Usted está aquí: domingo 23 de septiembre de 2007 Opinión Desempleo mental

Rolando Cordera Campos

Desempleo mental

En su primer Informe, el jefe de Gobierno del DF propuso a la Asamblea Legislativa estudiar la implantación de un seguro de desempleo en la capital de la República. Según sus estimaciones, el desempleo abierto de gente empleada formalmente ha llegado a una cifra que fluctúa entre 50 mil y 70 mil personas, y éste sería el universo a cubrir con su medida.
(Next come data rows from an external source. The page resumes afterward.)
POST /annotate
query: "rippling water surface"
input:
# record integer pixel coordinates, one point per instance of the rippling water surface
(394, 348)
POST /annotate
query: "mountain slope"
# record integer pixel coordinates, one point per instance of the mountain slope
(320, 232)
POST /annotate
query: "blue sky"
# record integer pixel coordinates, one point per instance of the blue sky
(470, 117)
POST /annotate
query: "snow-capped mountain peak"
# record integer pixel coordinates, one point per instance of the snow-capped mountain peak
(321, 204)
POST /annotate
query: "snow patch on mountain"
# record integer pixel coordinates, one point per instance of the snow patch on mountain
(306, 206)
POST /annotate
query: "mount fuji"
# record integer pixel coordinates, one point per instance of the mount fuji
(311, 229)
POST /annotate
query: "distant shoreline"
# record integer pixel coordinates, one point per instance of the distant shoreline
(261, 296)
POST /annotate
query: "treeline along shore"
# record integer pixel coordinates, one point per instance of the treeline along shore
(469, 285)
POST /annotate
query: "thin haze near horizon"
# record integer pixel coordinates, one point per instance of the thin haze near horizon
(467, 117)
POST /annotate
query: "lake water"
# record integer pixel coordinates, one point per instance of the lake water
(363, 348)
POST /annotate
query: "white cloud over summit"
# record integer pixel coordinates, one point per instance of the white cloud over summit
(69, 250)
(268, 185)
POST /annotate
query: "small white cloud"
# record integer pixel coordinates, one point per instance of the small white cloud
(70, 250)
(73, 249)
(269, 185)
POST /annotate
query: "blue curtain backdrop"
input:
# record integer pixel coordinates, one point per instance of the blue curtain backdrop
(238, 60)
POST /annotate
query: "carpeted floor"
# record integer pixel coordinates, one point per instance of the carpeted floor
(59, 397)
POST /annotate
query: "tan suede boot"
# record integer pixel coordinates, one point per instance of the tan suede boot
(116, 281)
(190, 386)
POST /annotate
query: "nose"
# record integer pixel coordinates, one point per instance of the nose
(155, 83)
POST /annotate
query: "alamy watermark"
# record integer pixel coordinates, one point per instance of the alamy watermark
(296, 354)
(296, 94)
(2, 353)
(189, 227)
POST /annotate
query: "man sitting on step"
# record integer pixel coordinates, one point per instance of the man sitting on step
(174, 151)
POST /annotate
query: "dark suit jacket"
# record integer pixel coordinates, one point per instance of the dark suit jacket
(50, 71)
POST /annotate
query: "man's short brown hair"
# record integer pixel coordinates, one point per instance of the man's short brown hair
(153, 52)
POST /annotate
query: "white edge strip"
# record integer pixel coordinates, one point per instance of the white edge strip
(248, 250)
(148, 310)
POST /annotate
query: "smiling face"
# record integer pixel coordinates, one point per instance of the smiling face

Se trata, como lo informó, de una intervención estatal común en prácticamente todos los estados modernos, cuya necesidad se exacerba en una situación como la que vive México, en extremo dependiente y vulnerable del ciclo económico internacional y, en particular, de lo que ocurra en la un tanto horadada economía estadunidense.

Sabemos que el Estado mexicano, tal y como ha quedado después de las reformas económicas de fin de siglo y, sobre todo, como es concebido por los grupos dominantes, es “insuficiente” para cumplir con sus obligaciones constitucionales fundamentales. De aquí la celebración que se hace de la filantropía y el entusiasmo con que recogen proposiciones descocadas, como la recientemente hecha de privatizar la educación superior pública.

El debate sobre las fronteras entre lo público y lo privado determina la agenda política desde los orígenes del Estado moderno, pero hoy se vuelve agudo por los vuelcos estructurales y mentales que imponen la globalización del mundo y la evidente disonancia que inunda las mentalidades de las elites del poder respecto de lo que pasa en el resto del planeta y, sobre todo, de lo que ocurre en el llano mexicano. En este caso, se trata de un triste ejemplo de desempleo mental, para el que no debería haber seguro alguno.

Sabemos también que la política económica impuesta hace casi un cuarto de siglo no está concebida ni diseñada para superar pronto la pobreza, reducir la desigualdad y proteger a los mexicanos de las inclemencias del ciclo económico. Inercial como es, esta política no contempla entre sus prioridades impulsar la ocupación, ni da espacios para que desde la red institucional de protección social con que aún cuenta el país se avance en la creación de mecanismos que atenúen la desocupación y sus daños colaterales.

La población trabajadora vive en condiciones de extrema precariedad, es muy vulnerable a las veleidades de la macroeconomía y sufre una inseguridad básica que se exacerba cuando se cae en el desempleo. Lo peor sucede cuando se es víctima de las enfermedades “catastróficas”, que llevan a las familias a la ruina o a (re)descubrir las virtudes de la salud pública.

Rechazar la propuesta de Ebrard, resucitar el espectro de populista para estigmatizarla sin apelación, es síntoma de la escisión y desafane de las elites, pero tambien de un reblandencimiento mental y moral de quienes lo hacen. Se puede anotar una o cien debilidades de la medida, pero es difícil rechazar el principio conceptual que la inspira, y mucho más desconocer la realidad social que la estimula.

Toda sociedad moderna cuenta con algún tipo de aseguramiento contra las contingencias de la economía y la salud. La nuestra tiene algo de lo segundo, gracias al IMSS, el ISSTE y el resto del servicio público, pero su segmentación es excesiva y sus incapacidades financieras y de atención se han hecho evidentes en estos años de cambio globalizador e implosión de los mercados laborales. De aquí la importancia y actualidad de la propuesta.

Como ocurrió con la que llevó a cabo Andrés Manuel López Obrador con los adultos mayores, se trata de un reconocimiento de la realidad más que de algo novedoso o radical. Se reconocen los desperfectos y las deficiencias del mercado y de las instituciones de seguridad social y se busca avanzar en la experimentación sin incurrir es grandilocuencia alguna.

Con López Obrador y sus pensiones para los adultos mayores, quienes cayeron en el despropósito verbal y conceptual fueron sus adversarios, que inventaron mil y un panoramas desastrosos sobre las finanzas de la ciudad y del país todo, a la vez que redescubrían el fantasma del populismo. Al final, consagradas por el propio Banco Mundial, todos acabaron por buscar algún tipo de adaptación de esas medidas.

Esperemos que la propuesta de Ebrard no sufra igual trato, y sea discutida como se debe, atendiendo a su relevancia social y política y a su congruencia financiera y económica. Si en efecto avanzamos en la creación de un seguro de desempleo, habremos ganado en solidez y cohesión social, y podremos retomar una reflexión que debe estar en el centro del México del siglo XXI: la construcción de un auténtico estado de bienestar, sin el cual la pretensión de un Estado democrático y de derecho siempre quedará trunca.

El infantilismo del rechazo a la orden debería ceder el paso a una reflexion comprometida sobre una realidad que recuerda al poeta Paz después del 2 de octubre: “un león que se prepara para saltar”.